A Comprehensive Study of Privacy Risks in Curriculum Learning

Training a machine learning model with data following a meaningful order, i.e., from easy to hard, has been proven to be effective in accelerating the training process and achieving better model performance. The key enabling technique is curriculum learning (CL), which has seen great success and has been deployed in areas like image and text classification. Yet, how CL affects the privacy of machine learning is unclear. Given that CL changes the way a model memorizes the training data, its influence on data privacy needs to be thoroughly evaluated.

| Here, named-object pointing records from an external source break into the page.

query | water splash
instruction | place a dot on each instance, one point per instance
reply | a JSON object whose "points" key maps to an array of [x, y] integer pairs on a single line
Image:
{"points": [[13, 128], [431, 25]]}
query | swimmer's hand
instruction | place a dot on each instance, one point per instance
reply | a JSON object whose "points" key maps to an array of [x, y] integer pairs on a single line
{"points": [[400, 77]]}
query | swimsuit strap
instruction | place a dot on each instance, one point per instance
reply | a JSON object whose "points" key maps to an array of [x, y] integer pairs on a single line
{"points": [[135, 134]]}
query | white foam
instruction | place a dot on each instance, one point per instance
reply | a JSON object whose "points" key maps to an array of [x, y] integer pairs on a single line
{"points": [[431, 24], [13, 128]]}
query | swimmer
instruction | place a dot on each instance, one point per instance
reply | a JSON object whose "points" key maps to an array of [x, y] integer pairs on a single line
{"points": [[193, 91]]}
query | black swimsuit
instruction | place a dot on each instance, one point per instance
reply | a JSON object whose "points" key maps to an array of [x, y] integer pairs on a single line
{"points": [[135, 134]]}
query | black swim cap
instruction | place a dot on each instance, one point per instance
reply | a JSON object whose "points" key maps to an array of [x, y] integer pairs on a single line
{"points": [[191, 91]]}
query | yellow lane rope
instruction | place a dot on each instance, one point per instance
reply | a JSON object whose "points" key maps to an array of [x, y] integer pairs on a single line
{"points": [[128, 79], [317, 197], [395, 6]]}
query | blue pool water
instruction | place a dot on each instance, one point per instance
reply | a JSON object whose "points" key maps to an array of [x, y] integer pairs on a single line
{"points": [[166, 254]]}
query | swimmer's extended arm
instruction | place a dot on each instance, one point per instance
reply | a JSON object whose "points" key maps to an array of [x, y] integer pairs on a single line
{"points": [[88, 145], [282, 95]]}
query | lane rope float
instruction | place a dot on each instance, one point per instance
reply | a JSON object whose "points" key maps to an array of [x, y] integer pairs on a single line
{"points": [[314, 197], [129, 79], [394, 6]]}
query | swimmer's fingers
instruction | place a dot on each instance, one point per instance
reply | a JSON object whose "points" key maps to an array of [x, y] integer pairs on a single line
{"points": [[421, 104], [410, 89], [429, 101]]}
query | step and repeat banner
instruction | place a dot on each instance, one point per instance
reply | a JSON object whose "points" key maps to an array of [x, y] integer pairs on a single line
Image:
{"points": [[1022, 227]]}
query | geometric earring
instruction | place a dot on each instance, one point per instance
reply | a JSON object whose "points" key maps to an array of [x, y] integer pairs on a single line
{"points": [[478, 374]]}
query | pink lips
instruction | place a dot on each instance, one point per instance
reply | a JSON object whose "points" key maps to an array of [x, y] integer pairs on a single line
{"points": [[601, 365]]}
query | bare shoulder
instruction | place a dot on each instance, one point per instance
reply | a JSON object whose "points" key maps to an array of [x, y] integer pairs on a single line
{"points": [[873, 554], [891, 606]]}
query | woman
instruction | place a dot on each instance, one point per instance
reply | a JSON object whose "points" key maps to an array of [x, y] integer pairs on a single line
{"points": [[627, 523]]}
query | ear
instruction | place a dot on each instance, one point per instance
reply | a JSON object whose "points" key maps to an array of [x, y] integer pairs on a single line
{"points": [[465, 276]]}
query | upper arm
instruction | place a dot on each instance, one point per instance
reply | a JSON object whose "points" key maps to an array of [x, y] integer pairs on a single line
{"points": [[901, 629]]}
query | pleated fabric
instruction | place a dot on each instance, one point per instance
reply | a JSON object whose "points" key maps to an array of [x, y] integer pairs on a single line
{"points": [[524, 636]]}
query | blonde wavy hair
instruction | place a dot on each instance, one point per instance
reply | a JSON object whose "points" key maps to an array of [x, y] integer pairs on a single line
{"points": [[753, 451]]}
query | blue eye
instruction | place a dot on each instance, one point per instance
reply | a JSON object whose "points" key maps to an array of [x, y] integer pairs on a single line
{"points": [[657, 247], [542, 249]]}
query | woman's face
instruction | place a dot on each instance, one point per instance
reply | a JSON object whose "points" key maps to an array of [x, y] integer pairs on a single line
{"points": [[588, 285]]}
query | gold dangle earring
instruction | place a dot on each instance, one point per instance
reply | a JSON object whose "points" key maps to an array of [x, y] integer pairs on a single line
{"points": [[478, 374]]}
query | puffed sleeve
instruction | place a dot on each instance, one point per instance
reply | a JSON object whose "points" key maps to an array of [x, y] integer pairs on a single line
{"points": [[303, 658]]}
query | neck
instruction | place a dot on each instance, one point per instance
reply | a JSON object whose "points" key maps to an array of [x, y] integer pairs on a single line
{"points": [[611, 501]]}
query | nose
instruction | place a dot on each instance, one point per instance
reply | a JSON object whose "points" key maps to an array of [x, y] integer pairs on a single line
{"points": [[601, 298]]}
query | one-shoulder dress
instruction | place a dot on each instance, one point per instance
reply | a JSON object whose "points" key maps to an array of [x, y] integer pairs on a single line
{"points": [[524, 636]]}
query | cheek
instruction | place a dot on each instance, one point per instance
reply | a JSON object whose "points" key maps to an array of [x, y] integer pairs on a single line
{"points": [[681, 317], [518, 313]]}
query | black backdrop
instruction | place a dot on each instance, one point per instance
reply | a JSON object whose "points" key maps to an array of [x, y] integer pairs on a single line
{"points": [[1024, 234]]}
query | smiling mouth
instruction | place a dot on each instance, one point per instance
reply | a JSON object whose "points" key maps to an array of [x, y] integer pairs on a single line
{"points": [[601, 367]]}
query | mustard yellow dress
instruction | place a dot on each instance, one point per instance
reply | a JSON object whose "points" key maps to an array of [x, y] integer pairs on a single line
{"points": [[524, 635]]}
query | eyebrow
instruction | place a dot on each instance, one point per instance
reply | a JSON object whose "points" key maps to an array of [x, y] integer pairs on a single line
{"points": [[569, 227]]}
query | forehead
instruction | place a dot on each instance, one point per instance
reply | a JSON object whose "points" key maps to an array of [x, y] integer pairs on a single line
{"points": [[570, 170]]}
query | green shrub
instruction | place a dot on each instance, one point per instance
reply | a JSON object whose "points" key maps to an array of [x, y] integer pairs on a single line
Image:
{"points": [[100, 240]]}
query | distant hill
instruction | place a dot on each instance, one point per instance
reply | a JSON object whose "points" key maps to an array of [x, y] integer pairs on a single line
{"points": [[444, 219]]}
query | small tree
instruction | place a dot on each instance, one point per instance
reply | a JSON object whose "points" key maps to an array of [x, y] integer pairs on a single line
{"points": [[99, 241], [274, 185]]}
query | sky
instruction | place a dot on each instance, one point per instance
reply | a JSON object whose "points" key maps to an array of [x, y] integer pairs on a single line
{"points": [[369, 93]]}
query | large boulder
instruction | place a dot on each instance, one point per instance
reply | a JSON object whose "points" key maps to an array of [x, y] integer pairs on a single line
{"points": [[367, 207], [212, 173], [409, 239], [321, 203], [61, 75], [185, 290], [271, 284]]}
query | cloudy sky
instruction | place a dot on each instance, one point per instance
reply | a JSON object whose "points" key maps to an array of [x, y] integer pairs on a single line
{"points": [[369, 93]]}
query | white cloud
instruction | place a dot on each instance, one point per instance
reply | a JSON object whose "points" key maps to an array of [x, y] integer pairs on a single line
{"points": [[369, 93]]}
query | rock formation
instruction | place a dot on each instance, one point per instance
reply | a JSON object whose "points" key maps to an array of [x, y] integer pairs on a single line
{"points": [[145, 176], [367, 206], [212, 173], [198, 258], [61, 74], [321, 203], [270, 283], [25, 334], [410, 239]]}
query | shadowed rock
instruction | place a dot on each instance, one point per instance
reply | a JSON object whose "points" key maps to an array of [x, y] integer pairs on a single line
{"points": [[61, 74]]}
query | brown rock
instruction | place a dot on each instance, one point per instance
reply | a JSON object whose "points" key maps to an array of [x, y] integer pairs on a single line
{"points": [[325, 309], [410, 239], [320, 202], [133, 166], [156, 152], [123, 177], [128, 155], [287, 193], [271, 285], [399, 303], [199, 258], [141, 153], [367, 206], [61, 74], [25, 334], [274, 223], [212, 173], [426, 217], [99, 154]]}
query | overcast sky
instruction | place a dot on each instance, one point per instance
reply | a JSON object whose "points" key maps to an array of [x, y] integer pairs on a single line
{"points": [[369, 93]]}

To fill this knowledge gap, we perform the first study and leverage membership inference attack (MIA) and attribute inference attack (AIA) as two vectors to quantify the privacy leakage caused by CL. Our evaluation of nine real-world datasets with attack methods (NN-based, metric-based, label-only MIA, and NN-based AIA) revealed new insights about CL. First, MIA becomes slightly more effective when CL is applied, but the impact is much more prominent to a subset of training samples ranked as difficult. Second, a model trained under CL is less vulnerable under AIA, compared to MIA. Third, the existing defense techniques like DP-SGD, MemGuard, and MixupMMD are still effective under CL, though DP-SGD has a significant impact on target model accuracy. Finally, based on our insights into CL, we propose a new MIA, termed Diff-Cali, which exploits the difficulty scores for result calibration and is demonstrated to be effective against all CL methods and the normal training method. With this study, we hope to draw the community's attention to the unintended privacy risks of emerging machine-learning techniques and develop new attack benchmarks and defense solutions.

翻译：按照有意义的顺序（即从易到难）训练机器学习模型已被证明能有效加速训练过程并提升模型性能。核心使能技术——课程学习（CL）在图像分类和文本分类等领域取得了巨大成功并被广泛部署。然而，课程学习如何影响机器学习的隐私尚不明确。鉴于课程学习改变了模型记忆训练数据的方式，其对于数据隐私的影响需要被彻底评估。为填补这一知识空白，我们开展了首次研究，利用成员推理攻击（MIA）和属性推理攻击（AIA）作为两个向量来量化课程学习导致的隐私泄露。我们在九个真实数据集上使用攻击方法（基于神经网络的、基于度量的、仅标签的MIA以及基于神经网络的人工智能攻击）进行的评估揭示了关于课程学习的新见解。首先，当应用课程学习时，MIA的成功率略有提升，但这种影响对于被标记为“困难”的训练样本子集更为显著。其次，与MIA相比，在课程学习下训练的模型对AIA的脆弱性更低。第三，现有的防御技术如DP-SGD、MemGuard和MixupMMD在课程学习下仍然有效，尽管DP-SGD对目标模型准确率有显著影响。最后，基于对课程学习的洞察，我们提出了一种名为Diff-Cali的新型MIA方法，该方法利用难度分数进行结果校准，并被证明对所有课程学习方法和正常训练方法均有效。通过本研究，我们希望引起学界对新兴机器学习技术中非预期隐私风险的关注，并推动开发新的攻击基准与防御方案。